38. A method of digesting contaminating nucleic acid in a DNA synthesis reaction comprising the steps of:

adding a selectively inactivatable enzyme to a solution comprising contaminating nucleic acid;

adding an activator to the solution comprising the selectively inactivatable enzyme to activate the selectively inactivatable enzyme;

incubating the solution to allow for digestion of the contaminating nucleic acid;

inactivating the selectively inactivatable enzyme; and

adding a DNA template to the solution for amplification of the DNA template.

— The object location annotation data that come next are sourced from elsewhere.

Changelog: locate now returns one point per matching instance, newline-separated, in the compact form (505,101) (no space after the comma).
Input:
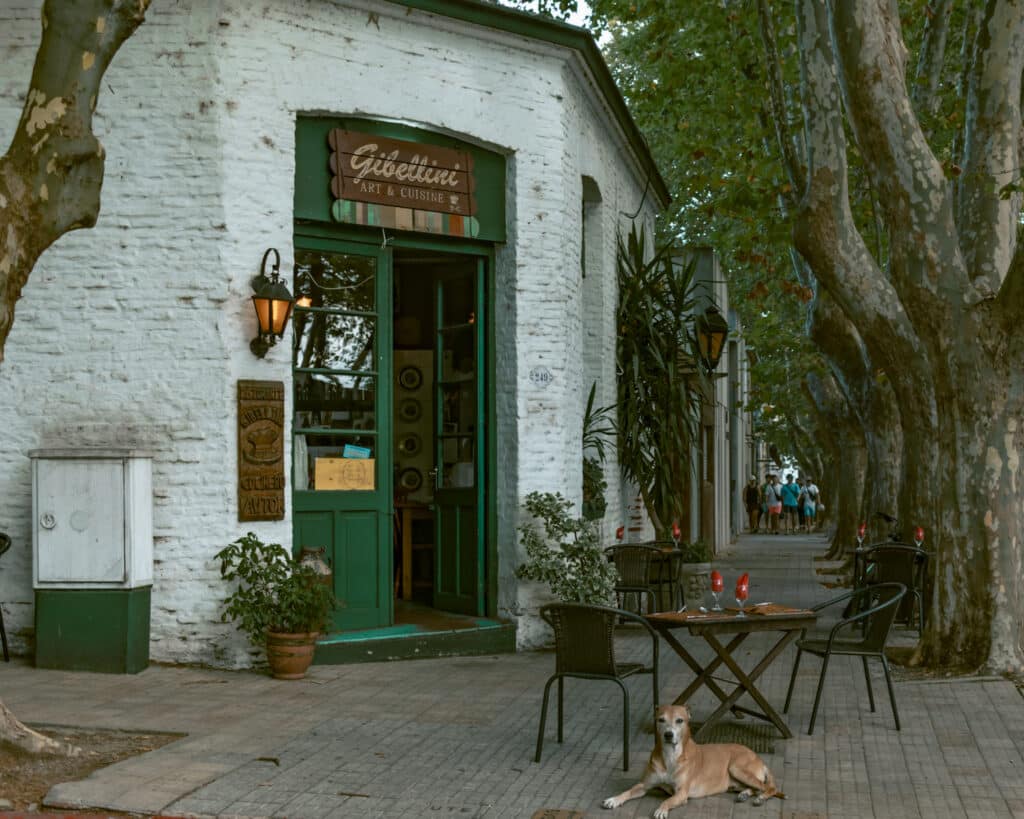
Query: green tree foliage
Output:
(659,385)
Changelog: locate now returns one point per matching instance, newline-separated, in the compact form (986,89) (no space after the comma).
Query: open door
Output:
(341,428)
(459,438)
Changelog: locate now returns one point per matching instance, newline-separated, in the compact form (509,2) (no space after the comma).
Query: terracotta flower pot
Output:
(290,654)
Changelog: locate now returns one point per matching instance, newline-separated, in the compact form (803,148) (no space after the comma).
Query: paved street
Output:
(456,737)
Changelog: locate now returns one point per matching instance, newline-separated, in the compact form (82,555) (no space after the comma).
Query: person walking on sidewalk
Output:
(773,500)
(791,496)
(811,505)
(752,500)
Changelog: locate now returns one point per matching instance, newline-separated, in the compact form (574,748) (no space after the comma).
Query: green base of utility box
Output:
(93,630)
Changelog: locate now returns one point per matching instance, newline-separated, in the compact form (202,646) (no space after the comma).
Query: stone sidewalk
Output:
(456,736)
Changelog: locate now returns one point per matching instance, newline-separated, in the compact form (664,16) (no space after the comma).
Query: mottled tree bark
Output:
(843,434)
(51,175)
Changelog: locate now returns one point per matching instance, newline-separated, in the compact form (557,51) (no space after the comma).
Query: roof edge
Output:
(552,31)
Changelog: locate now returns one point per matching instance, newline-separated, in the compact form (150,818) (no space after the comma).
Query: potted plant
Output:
(280,603)
(567,556)
(695,569)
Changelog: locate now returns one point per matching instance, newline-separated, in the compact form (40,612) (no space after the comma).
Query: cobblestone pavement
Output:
(455,737)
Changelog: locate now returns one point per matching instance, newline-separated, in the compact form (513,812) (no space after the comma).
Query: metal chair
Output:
(585,649)
(666,574)
(4,546)
(877,606)
(634,563)
(899,563)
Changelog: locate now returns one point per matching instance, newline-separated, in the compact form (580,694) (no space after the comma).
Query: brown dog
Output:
(685,769)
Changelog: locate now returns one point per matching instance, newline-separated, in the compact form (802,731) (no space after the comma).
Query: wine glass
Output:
(717,586)
(742,592)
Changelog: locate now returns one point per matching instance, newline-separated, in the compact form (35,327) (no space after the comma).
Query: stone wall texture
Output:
(136,332)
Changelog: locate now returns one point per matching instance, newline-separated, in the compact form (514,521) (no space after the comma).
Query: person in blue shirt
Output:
(791,497)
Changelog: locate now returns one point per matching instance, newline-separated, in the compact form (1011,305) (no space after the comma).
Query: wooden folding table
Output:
(769,617)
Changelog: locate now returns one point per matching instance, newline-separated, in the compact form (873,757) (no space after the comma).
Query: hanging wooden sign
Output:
(261,450)
(406,180)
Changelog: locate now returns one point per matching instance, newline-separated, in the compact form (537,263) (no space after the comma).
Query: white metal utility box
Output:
(92,550)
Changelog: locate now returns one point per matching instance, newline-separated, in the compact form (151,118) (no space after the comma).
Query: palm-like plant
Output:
(659,384)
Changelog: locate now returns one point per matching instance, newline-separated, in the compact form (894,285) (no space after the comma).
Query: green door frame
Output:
(369,238)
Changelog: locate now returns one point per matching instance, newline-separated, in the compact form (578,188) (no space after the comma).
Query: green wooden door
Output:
(459,486)
(342,441)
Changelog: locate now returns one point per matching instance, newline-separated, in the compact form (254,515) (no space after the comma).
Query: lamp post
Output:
(273,304)
(713,330)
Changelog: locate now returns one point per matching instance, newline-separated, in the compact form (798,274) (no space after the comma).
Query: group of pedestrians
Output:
(782,508)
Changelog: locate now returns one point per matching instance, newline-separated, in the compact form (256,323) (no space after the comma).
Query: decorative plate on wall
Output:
(411,378)
(411,479)
(410,411)
(410,444)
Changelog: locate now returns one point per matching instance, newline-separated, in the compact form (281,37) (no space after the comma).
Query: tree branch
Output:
(913,191)
(776,99)
(52,172)
(933,51)
(986,219)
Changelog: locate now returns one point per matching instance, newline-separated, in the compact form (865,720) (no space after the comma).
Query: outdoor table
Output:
(766,617)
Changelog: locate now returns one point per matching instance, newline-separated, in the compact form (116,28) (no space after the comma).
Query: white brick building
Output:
(135,334)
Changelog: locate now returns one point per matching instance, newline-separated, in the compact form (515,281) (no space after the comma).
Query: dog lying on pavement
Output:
(685,769)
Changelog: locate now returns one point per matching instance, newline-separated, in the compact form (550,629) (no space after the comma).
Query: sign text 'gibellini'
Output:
(382,171)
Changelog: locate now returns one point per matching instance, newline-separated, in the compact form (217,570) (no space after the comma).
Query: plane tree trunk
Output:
(52,172)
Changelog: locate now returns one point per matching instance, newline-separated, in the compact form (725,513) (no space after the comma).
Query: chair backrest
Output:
(896,563)
(880,603)
(633,562)
(584,637)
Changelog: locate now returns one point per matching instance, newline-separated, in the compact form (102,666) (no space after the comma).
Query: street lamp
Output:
(273,304)
(713,330)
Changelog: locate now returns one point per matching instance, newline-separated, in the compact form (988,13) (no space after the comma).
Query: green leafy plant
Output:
(567,556)
(696,552)
(660,384)
(274,592)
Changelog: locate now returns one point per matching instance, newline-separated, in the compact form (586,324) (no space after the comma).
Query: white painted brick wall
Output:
(135,333)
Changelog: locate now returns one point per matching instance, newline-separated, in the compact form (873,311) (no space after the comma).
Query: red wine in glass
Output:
(742,592)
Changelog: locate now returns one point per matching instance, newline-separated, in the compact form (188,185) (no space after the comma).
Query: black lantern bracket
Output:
(273,304)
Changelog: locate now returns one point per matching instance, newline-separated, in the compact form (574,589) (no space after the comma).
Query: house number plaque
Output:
(261,450)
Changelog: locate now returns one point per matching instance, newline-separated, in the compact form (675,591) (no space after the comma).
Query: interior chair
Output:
(585,649)
(635,562)
(666,577)
(4,546)
(876,607)
(900,563)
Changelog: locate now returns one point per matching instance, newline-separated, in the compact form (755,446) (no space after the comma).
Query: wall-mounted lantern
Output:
(713,330)
(273,304)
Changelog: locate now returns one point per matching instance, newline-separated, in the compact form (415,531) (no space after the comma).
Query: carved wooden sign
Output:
(261,450)
(382,171)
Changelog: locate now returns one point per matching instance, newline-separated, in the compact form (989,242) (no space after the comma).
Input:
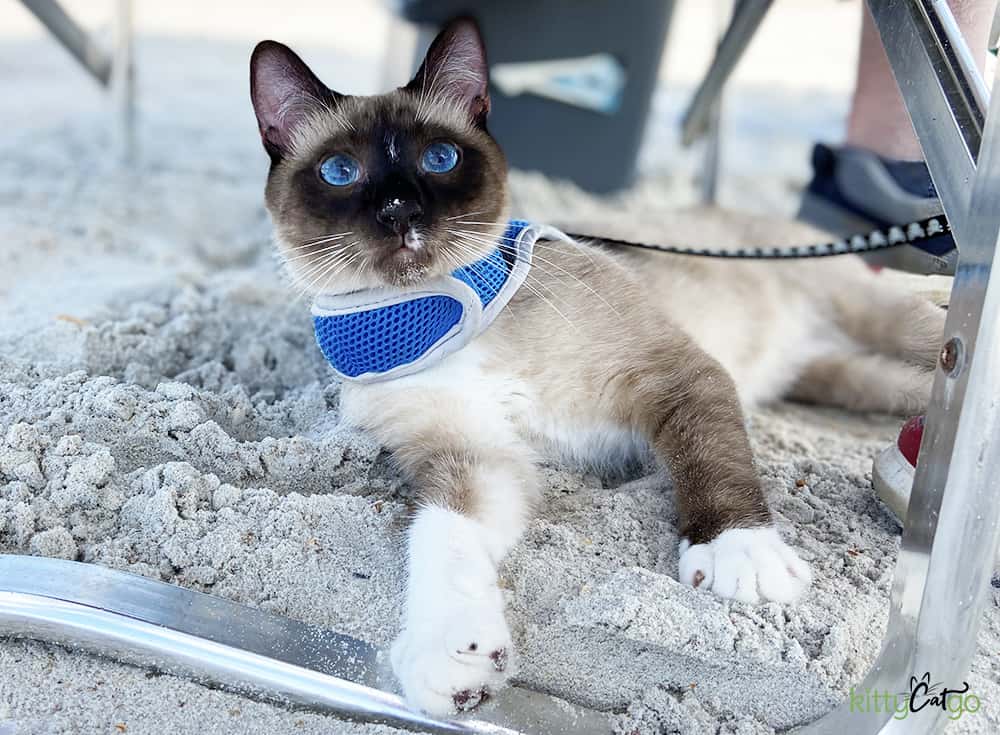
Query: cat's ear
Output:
(284,92)
(455,68)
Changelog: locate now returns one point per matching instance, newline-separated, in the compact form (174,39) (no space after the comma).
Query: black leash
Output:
(881,239)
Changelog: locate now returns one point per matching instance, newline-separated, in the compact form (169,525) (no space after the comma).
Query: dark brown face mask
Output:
(413,176)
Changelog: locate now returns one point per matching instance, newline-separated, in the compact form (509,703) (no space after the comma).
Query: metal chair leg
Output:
(747,16)
(73,38)
(953,521)
(114,71)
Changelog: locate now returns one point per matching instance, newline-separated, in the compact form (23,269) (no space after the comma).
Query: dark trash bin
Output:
(571,80)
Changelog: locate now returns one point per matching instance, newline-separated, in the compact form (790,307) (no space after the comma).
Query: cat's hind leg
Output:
(883,318)
(687,406)
(865,382)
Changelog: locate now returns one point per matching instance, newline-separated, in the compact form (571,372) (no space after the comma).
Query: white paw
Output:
(746,564)
(455,661)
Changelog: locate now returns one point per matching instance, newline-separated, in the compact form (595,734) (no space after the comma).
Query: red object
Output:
(909,439)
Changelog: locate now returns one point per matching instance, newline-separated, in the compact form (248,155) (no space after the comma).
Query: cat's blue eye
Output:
(439,158)
(340,170)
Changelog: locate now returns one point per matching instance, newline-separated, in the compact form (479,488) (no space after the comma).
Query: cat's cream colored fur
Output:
(470,429)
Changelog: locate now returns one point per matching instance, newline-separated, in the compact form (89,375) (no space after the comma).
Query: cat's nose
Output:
(399,215)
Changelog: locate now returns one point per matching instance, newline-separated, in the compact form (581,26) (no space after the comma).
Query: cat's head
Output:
(387,190)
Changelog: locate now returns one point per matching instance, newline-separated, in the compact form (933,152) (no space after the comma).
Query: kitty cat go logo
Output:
(923,695)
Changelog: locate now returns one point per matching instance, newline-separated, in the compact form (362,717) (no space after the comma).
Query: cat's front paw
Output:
(746,564)
(453,663)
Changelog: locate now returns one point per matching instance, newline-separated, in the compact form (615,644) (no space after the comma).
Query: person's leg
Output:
(878,121)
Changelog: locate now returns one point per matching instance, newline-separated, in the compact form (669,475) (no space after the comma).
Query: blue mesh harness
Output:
(380,334)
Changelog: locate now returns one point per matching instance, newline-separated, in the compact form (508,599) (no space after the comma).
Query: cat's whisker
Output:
(308,281)
(563,270)
(465,214)
(576,251)
(532,289)
(322,252)
(322,238)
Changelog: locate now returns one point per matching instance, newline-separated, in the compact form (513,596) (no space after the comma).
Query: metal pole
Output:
(76,40)
(953,520)
(122,84)
(215,641)
(747,16)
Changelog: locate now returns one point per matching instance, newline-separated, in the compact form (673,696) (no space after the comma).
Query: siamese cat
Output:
(599,355)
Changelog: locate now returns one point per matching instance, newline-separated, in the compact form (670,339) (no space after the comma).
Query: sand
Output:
(163,411)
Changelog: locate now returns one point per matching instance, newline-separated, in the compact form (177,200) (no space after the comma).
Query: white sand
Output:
(163,411)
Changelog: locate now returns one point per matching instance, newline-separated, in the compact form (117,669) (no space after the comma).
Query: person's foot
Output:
(893,469)
(854,191)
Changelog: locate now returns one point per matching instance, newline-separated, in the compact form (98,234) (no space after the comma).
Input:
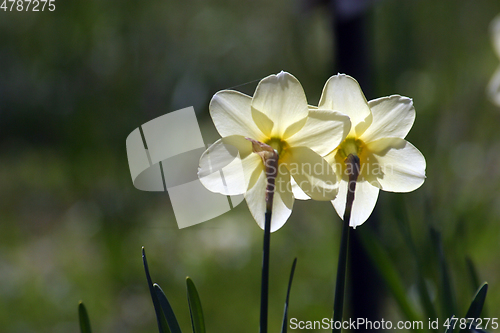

39. A method of amplifying DNA comprising:

(a) treating one or more reagent solutions with an enzyme in a manner to digesting contaminating nucleic acids, wherein the reagent solutions comprise at least a DNA polymerase, a buffer, free nucleotides and one or more salt solutions;

(b) inactivating the enzyme;

(c) adding a DNA template and optionally nucleotide primers;

(d) thermally cycling the solution by using a process comprising the steps of:

(i) optionally denaturing double-stranded DNA template if present;

(iii) elongating the DNA strands using the free nucleotides and the polymerase;

40. An isothermal method of amplifying DNA comprising:

(a) treating one or more reagent solutions with an enzyme in a manner to digest contaminating nucleic acids, wherein the reagent solutions comprise at least a DNA polymerase, free deoxyribonucleotides, a buffer, and one or more salt solutions;

(b) inactivating the enzyme;

(c) adding a DNA template to the solution;

41. A method of digesting nucleic acids comprising:

combining a selectively activatable enzyme with an activator to activate the selectively activatable enzyme and a solution comprising nucleic acids;

incubating the solution to allow for digestion of the nucleic acids; and

inactivating the selectively activatable enzyme.

42. A method of digesting nucleic acids comprising:

combining an activated enzyme with a solution comprising nucleic acids;

incubating the solution to allow for digestion of the nucleic acids; and inactivating the activated enzyme.

43. The method of claim 6 wherein the DNA template is amplified using Ø29 DNA polymerase and random hexamers.